One’s daily work can seem useless in moments of looming geopolitical crisis. I wrote in my journal the other day about some household organization that made me feel more calm that it did feel like shuffling deck chairs on the metaphorical sinking ship. Reading this article yesterday about a family trying to escape the Australian bush fires was a reminder that no matter what the circumstances in which one finds oneself, there are mundane facts of existence. Like the writer of the article, you may have a small child named Julian who likes Paw Patrol (I certainly do), and you will muddle through whatever crisis you are in, and either make it or not. (The author and his family do, of course!)

So when I found myself thinking back on 2019 and thinking to what I wanted to accomplish in 2020, it was hard to put what feels like a series of looming crises to one side and think about what was important in my daily work. In addition, 2019 was for me an extremely complicated year personally. Professionally it was full of exciting firsts. I taught a graduate seminar. I published a book, though the majority of the work related to that took place in 2018.

Yet, the same day I got my copy of the book I got a call with amazing news that nonetheless meant I had to upend my life for about six weeks. This is on-going, and means that 2020 will involve being gone from home for a month, though luckily with more notice this time so I am not doing anything in the spring semester that can’t be put aside for that month. While I wouldn’t call this a crisis by any stretch, it did make me feel much more inclined to focus on what I knew, and what was important. What is important? Well, for me as a librarian, it’s making sure people can do their own piece of all the work that must happen in privacy and security, and that they can get what they need to do that work.

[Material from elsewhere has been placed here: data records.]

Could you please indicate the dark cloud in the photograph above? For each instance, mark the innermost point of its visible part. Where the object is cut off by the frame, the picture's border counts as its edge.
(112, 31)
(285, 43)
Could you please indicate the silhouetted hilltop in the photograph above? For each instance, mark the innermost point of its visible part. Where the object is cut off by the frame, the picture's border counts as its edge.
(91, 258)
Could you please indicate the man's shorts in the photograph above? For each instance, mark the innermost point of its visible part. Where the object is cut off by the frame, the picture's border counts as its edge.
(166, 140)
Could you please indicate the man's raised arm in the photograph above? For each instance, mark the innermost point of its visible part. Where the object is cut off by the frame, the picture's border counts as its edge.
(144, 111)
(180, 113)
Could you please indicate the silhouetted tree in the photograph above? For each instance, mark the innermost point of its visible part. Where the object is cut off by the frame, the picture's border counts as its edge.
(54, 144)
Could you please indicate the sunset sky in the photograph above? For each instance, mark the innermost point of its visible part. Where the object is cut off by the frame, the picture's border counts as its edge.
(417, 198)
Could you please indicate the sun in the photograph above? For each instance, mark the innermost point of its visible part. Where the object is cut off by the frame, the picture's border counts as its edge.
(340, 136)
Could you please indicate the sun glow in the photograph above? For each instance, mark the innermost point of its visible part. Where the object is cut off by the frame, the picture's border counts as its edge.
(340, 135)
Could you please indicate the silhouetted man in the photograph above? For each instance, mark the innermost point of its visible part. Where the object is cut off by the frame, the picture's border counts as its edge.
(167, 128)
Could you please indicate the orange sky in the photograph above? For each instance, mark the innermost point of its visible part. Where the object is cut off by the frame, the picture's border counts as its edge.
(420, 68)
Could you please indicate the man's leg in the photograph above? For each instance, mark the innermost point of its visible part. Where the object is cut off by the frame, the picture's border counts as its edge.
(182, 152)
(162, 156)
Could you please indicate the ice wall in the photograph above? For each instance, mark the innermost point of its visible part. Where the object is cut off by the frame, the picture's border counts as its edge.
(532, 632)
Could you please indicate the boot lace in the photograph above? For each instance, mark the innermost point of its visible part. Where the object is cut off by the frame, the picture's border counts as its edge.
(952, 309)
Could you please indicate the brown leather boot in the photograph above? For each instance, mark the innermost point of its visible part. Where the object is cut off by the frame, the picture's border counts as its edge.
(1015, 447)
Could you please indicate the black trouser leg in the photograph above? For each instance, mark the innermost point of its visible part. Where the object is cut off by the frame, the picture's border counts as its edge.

Years ago I did research on our institutional repository and contacted Iranian researchers who cited work from the repository. They were doing research on English literature, and accessing resources from institutional repositories was really the only way they could get the resources they needed for work that wasn’t particularly well supported by their home institutions. Thinking about stories like that keeps me focused on the part of my job where I get to make work open access. That work is important when we need to increase connection between people internationally.

Now that I’ve been at this job for seven years, I have a bunch of calcified practices that need improvement. I have to do a lot, and I never seem to take the time to radically transform some of the infrastructure and methods for keeping all our stuff current and secure. Things are always changing, so it’s hard to ever declare that I’m not doing anything new for the next few months–but I am setting a lot of boundaries around the time I have to be gone, and choosing to spend that time on infrastructure and thinking about the practices associated with that. One major example is privacy. How can we streamline practices to ensure that we don’t have a lot of random old data sitting around? (It will be put in more scholarly terms in the writing that comes out of it.)

Writing is going to be a major focus of the next few months. I did very little writing in 2019, partly due to time, and partly due to needing a break after an intense writing year of 2018. I will slowly workshop some ideas here, and try to rediscover some joy in the practice.